Deux ans après sa création, le fraîchement nommé directeur du Phare – Centre chorégraphique national du Havre Normandie, présente à Paris, au Théâtre Monfort, Oüm, une pièce kinesthésique au flow 100% méditerranéen.

Teaser ici.

© Elian Bachini

Montée en légèreté et …en puissance.

Depuis sa création au festival Les Hivernales à Avignon en 2020 tout et rien n’a changé. Dans une relation rare au rythme, Fouad Boussouf aime donner du temps au temps. Il nous dit qu’il faut idéalement “une année d’exploitation pour qu’un spectacle prenne sa vitesse de croisière”. Cela veut dire qu’il est en permanence au travail. Sa minutie permet de “gagner en fluidité et en gestuelle”. Et tout cela au service d’une écriture qui lui est propre. Lui n’a jamais choisi entre les grammaires orientales, hip-hop et contemporaines. 

Oüm est le troisième volet d’une trilogie sur le monde arabe, commencée en 2013 avec Transe et poursuivie par Näss en 2018. Le point commun entre les trois œuvres est bien évidemment ce lien au monde arabe, mais dans leurs formes elles diffèrent. Cette trilogie est en fait une progression vers un geste de plus en précis, de plus en plus élégant aussi.

Dans les deux premiers volets, l’énergie se mêlait parfois à la colère, encore plus dans Näss au casting 100% masculin. Ce qui rend cette trilogie très cohérente c’est la relation à l’énergie propre au travail de Fouad Boussouf.

Diva et divin.e.s danseur.e.s.

Oüm est un hommage direct à Oum Kalthoum. Plus de 40 ans après sa mort, Oum Kalthoum, de son vrai nom Fatima Ibrahim al-Sayyid al-Beltaguie, reste la plus grande diva égyptienne jamais entendue. La voix profonde et pénétrante de cette chanteuse ne laisse personne indifférent, elle est un flow qui vous envahit exactement comme les corps des interprètes de cette pièce où tout devient Un. La musique, les textes de l’écrivain médiéval Omar Khayyam et la danse font un bloc de beauté. 

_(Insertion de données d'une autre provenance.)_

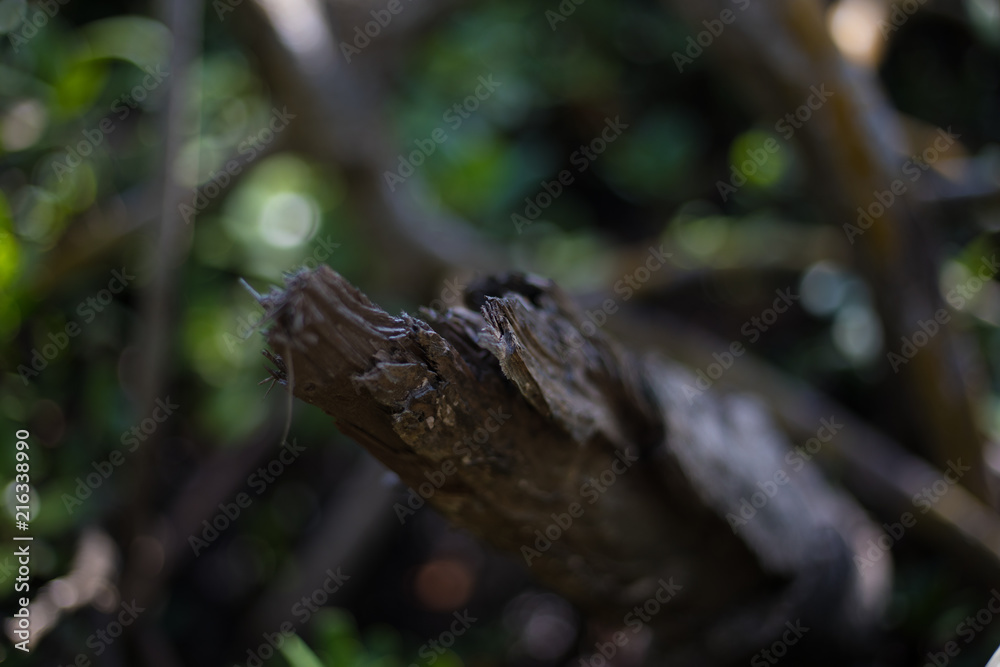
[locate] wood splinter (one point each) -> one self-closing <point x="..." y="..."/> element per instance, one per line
<point x="594" y="465"/>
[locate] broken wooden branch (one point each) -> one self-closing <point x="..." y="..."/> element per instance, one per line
<point x="605" y="472"/>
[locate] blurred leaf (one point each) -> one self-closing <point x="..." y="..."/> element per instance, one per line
<point x="11" y="14"/>
<point x="298" y="653"/>
<point x="141" y="41"/>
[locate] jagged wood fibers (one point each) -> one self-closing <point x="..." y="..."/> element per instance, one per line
<point x="415" y="391"/>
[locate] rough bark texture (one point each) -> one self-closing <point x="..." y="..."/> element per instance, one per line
<point x="528" y="413"/>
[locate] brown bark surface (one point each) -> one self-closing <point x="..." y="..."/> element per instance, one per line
<point x="526" y="422"/>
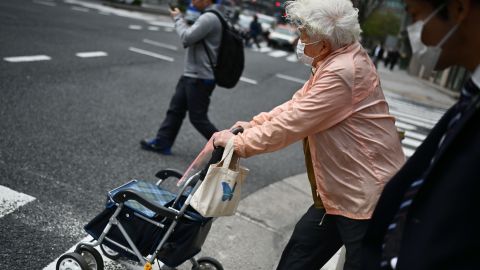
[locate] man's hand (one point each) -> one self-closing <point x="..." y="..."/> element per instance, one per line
<point x="243" y="124"/>
<point x="221" y="138"/>
<point x="174" y="13"/>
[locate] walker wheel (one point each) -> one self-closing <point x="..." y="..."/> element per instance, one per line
<point x="72" y="261"/>
<point x="208" y="263"/>
<point x="110" y="253"/>
<point x="91" y="256"/>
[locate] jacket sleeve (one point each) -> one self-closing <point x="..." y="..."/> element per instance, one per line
<point x="326" y="103"/>
<point x="267" y="116"/>
<point x="198" y="31"/>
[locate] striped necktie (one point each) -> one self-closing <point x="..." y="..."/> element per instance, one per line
<point x="393" y="236"/>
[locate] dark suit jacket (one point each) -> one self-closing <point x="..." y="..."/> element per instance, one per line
<point x="442" y="229"/>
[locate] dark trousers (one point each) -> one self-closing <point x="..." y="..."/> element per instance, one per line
<point x="317" y="237"/>
<point x="192" y="95"/>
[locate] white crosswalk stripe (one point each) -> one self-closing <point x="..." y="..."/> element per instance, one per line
<point x="11" y="200"/>
<point x="415" y="120"/>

Une danseuse de dos, face à un mur de fils, offre une flexibilité d’épaules et de nuque comme si elle était possédée par le poème qui est récité. Ce poème est extrait des Quatrains d’Omar Khayyan qui dit au XIe siècle: « (…) Il vaut mieux pour ce cœur de battre. Et dans les flammes de l’amour de brûler. Quelle perte le jour que je passe sans que je n’aime et sans que je ne m’éprends. Réveille-toi ombre légère voilà le milieu de la nuit. Abandonne le sommeil et fais la cour aux cordes. Le sommeil n’a jamais allongé une vie. Et les longues veillées ne l’ont jamais raccourcies (…) ». Ce dos là devient aussi puissant que toutes les mélopées de la diva égyptienne. Le geste est totalement neuf car il est puissant et doux, en même temps, il garde le désir intact à travers les millénaires.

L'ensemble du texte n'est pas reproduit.